Do you remember the honeymoon moon? It was supposed to be full and big and orange, but it hid behind the clouds and I tried to make my heart do the same. The moon never came out, but my heart did and I let myself forget it’s not just moons that wane.
Without the honeymoon it was too dark for swimming but neither of us wanted to say it so we went anyway. Then the warmth of the water mingled with softness of your skin and we both knew I didn’t stand a chance. Sometimes you just have to jump to find out how deep the water goes. Verse seven of Psalm forty-two rings out somewhere in my memory of it all.
I’ll grant: the plunge took my breath away. It’s about all I’ve got left, these days. There was a magic in your mystery and I prayed you wouldn’t care that I didn’t know Amos from Titus from Esther.
It probably would have been easier just to read them.
Do you ever think of Abraham? I have been lately, about that moment he stood above Isaac, knife raised high. Can you imagine? The joy of his life, miracle of miracles, offered up to death.
The whole ordeal used to disturb me. It seemed evidence of a capricious God, and I added it to the litany of self-assurances that eventually nudged me away to that dark place I told you about, allowed me to become the man who I still can’t be sure I’ve outrun. I find myself constantly looking over my shoulder.
Lately, though, I’ve been seeing things differently.
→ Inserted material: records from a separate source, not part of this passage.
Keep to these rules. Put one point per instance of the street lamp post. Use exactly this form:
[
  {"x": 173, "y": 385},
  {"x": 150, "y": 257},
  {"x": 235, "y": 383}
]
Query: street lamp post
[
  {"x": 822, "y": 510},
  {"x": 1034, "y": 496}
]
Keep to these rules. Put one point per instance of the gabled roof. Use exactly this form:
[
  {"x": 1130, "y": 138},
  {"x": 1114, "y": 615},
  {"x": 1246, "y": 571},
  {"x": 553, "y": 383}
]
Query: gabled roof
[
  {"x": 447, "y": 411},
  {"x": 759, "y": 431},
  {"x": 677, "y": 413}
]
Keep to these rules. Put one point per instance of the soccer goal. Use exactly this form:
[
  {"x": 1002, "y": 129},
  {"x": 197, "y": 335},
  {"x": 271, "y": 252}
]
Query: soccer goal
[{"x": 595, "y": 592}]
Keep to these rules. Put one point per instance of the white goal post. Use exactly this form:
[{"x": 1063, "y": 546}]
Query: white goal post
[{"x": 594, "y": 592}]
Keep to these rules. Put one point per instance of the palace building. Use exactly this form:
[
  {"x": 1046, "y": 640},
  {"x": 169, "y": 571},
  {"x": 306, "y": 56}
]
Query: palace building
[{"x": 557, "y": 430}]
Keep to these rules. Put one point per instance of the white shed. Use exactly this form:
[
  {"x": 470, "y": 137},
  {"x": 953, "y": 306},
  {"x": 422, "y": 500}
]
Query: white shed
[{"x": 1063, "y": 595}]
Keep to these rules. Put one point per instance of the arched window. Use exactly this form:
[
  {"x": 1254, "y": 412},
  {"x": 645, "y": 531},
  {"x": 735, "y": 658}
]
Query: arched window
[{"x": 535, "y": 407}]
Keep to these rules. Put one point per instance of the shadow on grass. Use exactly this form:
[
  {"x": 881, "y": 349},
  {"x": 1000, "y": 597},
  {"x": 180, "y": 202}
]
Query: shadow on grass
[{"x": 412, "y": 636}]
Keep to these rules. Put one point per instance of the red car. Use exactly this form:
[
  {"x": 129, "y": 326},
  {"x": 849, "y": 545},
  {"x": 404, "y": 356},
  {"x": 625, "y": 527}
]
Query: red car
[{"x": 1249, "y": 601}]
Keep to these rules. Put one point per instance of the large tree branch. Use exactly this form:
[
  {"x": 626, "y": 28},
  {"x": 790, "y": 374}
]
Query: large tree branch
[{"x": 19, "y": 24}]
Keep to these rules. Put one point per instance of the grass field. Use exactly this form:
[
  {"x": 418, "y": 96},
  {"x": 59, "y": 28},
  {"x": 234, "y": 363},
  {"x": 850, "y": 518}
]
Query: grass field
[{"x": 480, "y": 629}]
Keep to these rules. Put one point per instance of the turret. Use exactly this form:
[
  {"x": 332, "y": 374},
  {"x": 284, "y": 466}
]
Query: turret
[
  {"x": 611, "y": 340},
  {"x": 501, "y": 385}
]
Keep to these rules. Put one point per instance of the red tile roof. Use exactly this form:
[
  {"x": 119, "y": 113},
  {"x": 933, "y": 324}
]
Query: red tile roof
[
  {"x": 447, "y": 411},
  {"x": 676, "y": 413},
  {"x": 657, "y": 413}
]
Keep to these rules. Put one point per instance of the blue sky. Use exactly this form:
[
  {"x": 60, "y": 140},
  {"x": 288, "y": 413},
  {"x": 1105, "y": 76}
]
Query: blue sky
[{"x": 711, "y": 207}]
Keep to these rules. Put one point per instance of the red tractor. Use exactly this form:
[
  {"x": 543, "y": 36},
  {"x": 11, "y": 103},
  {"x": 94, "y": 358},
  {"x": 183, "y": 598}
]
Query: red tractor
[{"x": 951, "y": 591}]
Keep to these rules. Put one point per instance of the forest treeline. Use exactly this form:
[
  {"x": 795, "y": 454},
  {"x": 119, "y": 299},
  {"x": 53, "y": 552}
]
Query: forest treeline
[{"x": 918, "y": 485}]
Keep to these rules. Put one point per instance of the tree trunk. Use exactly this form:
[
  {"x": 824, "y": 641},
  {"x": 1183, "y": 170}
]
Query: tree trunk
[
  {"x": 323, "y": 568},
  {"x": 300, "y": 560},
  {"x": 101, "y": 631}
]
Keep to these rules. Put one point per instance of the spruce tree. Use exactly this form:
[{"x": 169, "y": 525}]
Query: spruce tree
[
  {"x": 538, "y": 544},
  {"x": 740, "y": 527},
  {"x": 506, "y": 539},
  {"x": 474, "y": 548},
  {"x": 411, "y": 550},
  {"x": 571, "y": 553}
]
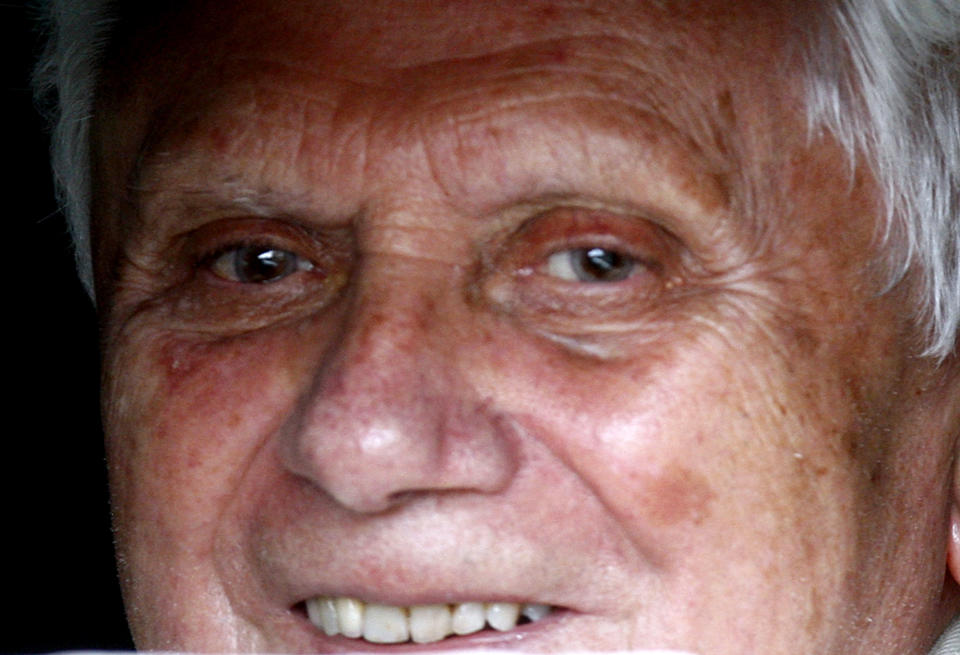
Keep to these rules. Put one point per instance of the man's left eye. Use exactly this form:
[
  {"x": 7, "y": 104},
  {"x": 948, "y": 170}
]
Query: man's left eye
[
  {"x": 258, "y": 264},
  {"x": 591, "y": 265}
]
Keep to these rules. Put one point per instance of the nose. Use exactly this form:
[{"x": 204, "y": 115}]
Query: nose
[{"x": 390, "y": 416}]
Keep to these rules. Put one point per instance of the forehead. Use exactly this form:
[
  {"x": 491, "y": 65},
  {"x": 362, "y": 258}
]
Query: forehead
[{"x": 317, "y": 105}]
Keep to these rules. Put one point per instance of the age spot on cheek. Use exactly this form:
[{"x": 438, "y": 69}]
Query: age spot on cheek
[{"x": 674, "y": 495}]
I think, now, it might be the most incredible moment in that whole blessed book, outside of Calvary. The commandments were yet to be handed down from Sinai on high, but Abraham gets an early glimpse at the first. I think in some ways, it is the only one, anyhow. Everything traces back to it in the end. It offers a piercing portrayal of our humanity: even gifts we manage to screw up. And it’s a painful thing, removing those idols from our hearts. The heart has such a damned strong grip sometimes.
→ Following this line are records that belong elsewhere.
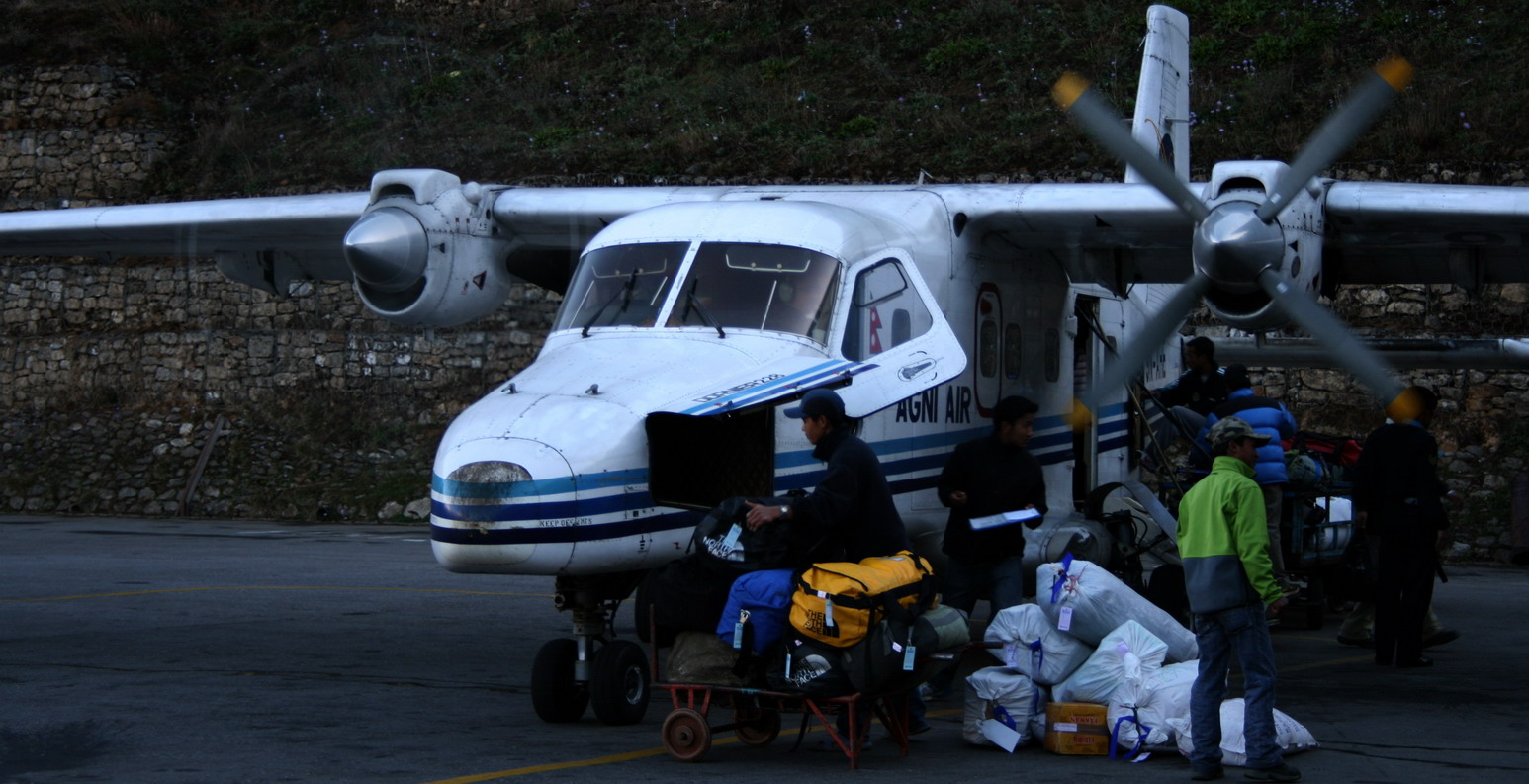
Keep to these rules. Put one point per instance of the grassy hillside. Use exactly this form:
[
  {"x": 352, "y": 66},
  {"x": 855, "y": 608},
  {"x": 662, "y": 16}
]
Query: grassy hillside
[{"x": 271, "y": 94}]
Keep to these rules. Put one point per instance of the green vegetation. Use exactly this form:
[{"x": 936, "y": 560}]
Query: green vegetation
[{"x": 271, "y": 94}]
Yet at the same time, it might be the closest a man has ever come to God. Not physically, of course, but experientially. It might be God at his most vulnerable, if it is possible for him to be so. Give me your only son, your beloved, as I will give mine. There must have been a nearly overwhelming intimacy in that moment. Abraham is invited over to the edge of the chasm, offered a glimpse of the Almighty’s future pain. This thing you could not do, He says, is mine to do instead. That must have been a staggering moment for a mere man.
A mere man. I like that.
I told myself maybe it was retribution for the sins of my past or maybe my luck just ran out. Or maybe it wasn’t anything at all, and I know that’s the maybe that hurts worst of all.
It’s an odd thing, really; this process of becoming unacquainted. The excitement of the beginning, so electric it almost crackled, folds in on itself at the end; days once blurry with bliss now stretch and stick in inconvenient places. It’s trying to forget all the associations and finally realizing you can’t just erase the ocean.
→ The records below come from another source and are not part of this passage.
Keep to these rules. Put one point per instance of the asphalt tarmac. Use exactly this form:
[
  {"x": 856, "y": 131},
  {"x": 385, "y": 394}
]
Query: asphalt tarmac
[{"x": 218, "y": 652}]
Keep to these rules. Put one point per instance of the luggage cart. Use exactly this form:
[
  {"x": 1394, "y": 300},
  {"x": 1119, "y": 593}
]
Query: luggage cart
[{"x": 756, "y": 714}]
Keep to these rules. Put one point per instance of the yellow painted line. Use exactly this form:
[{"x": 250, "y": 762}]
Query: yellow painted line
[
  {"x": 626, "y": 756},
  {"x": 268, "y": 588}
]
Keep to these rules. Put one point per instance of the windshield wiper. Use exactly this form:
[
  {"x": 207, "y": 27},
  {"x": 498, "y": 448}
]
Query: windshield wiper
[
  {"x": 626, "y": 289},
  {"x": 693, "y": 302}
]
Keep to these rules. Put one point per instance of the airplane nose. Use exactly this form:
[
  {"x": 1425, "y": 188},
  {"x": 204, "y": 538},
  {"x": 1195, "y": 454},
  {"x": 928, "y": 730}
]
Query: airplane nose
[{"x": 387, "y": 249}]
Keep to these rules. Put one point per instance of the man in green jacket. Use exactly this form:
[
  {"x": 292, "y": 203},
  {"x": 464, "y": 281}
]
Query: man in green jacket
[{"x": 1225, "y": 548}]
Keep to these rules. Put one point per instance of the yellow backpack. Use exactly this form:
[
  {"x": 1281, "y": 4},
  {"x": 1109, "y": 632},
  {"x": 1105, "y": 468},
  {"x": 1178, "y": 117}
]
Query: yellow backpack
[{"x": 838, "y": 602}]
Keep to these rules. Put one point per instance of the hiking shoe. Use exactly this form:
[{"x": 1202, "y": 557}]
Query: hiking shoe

I don’t know if these words hurt or help my heart to loosen its grip. Probably neither nor. If nothing else, I’m glad of the opportunity to reflect on Abraham. There are a lifetime of lessons to glean from his story.
And people our age could probably do for more frequent reading of the Bible, anyway. Lord knows I sure could.
I read Titus last week.
I still don’t know Amos from Esther.